# cincy area stripers?



## longhaulpointer (Mar 12, 2009)

was wondering if anyone knew anything bout stripers in the cincy area? I've heard that they move into the little and great miami when it starts to get cold and bust the shad pretty good. Would like to try and get into some. Have been to busy workin 60 hrs a week and workin on the nursery and everything else the wife wants with the baby coming in the next 2 weeks. This is the 1st year i've had a boat so still pretty new to all this, but this site has been tremoundsly helpful so far. nehow thanks for any advice.


----------



## LimitOut (Sep 28, 2009)

WHO-DEY!
(sorry, im from around youngstown so i cant answer your question)


----------



## hoosiertransplant (Apr 20, 2009)

I've never been on them consistently but then again I am mostly a shore fisherman and can't chase them around. 

I did catch an 8-9lb hybrid last year just up the Great Miami in November. It was really cold and windy and I was throwing a small rapala x rap into a current seam near a deep hole. 

I'd like to know if they school up this time of year?


----------



## NLC25 (Jan 21, 2008)

I'd definitely be interested in hearing about this as well!


----------



## BMagill (May 5, 2004)

My historically peak day for members of the Morone family in Cincinnati is October 15, going on 6 years. For some reason, I always do well this time of year. Most I catch are white bass with occasional hybrid and rare true striper, but if you can find em the action can be non stop. 4 years ago had a 150+ fish day with the two boys, catching them on 3"-4" shad swimbaits, just cast and they would hit it on the fall.

Of course, this year it seems to be a lot cooler, but I'm giving it a shot Friday and Saturday anyways. If you happen to see a 17' Triumph center console "Kelly Rae", that will be me, stop and say hey.


----------



## NLC25 (Jan 21, 2008)

BMagill, 

What types of areas are you fishing?


----------



## BMagill (May 5, 2004)

Mostly creek and river mouths with good depth changes.


----------



## longhaulpointer (Mar 12, 2009)

sounds like the bengals will only be on the radio so i think i'm gonna try sunday.

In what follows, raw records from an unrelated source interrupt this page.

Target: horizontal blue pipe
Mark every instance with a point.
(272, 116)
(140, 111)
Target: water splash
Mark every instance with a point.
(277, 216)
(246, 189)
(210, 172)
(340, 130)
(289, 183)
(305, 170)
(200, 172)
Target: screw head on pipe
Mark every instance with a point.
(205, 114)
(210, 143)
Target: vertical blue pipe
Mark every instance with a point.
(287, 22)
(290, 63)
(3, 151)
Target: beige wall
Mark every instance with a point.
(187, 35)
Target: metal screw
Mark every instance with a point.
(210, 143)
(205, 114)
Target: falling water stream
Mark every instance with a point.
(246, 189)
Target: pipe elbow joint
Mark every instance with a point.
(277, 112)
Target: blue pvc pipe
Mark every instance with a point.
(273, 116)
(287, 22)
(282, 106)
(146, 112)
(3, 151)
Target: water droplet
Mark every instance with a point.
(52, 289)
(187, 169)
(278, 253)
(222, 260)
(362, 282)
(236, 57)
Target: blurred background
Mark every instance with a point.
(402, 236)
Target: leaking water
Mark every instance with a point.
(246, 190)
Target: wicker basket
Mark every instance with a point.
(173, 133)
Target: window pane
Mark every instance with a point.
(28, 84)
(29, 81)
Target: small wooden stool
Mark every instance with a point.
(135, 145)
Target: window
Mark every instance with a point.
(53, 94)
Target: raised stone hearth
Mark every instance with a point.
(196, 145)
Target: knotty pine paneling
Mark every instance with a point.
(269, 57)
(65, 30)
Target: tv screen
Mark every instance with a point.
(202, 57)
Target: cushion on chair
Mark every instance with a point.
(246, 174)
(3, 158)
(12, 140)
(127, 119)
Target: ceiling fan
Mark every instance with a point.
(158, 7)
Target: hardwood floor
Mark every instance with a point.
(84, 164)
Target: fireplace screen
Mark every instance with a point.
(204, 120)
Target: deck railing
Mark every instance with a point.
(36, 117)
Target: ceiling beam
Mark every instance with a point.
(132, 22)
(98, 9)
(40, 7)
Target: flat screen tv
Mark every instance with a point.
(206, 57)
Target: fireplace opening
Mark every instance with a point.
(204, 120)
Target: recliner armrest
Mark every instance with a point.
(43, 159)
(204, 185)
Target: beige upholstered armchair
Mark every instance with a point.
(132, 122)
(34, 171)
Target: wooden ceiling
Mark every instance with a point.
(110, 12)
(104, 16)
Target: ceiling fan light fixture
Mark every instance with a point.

I'll be in a beat up 16 and a half lund


----------



## daddycraw (May 25, 2009)

put in at tanners creek thursday after work. got on the main river about 5:15. trolled downstream from the mouth of the gmr and picked up about 6 fish. 4 looked like hybrids(12- 16") but two were 4 lb'rs and looked liked stripers(22-24"). they haven't been there like the used to be but you will still get em


----------



## NLC25 (Jan 21, 2008)

Thanks for the report...do you like to troll particular types of banks or do you key in on a depth and make a long troll?


----------



## daddycraw (May 25, 2009)

thats not an easy question to answer. it mostly depends on if i'm catching fish on a certain type of bottom. sometimes i'll long troll, sometimes i'll beat one spot within an inch of it's death. however, unless the fish are suspended, i do always try to match the depth of my crankbait to the depth of the bottom. i like to find areas with quick little humps and drops. i like to see my rod tip move so i know that the lure is in the game and diggin up the bottom
p.s. loadin up the boat and hopin for some fast n furious!


----------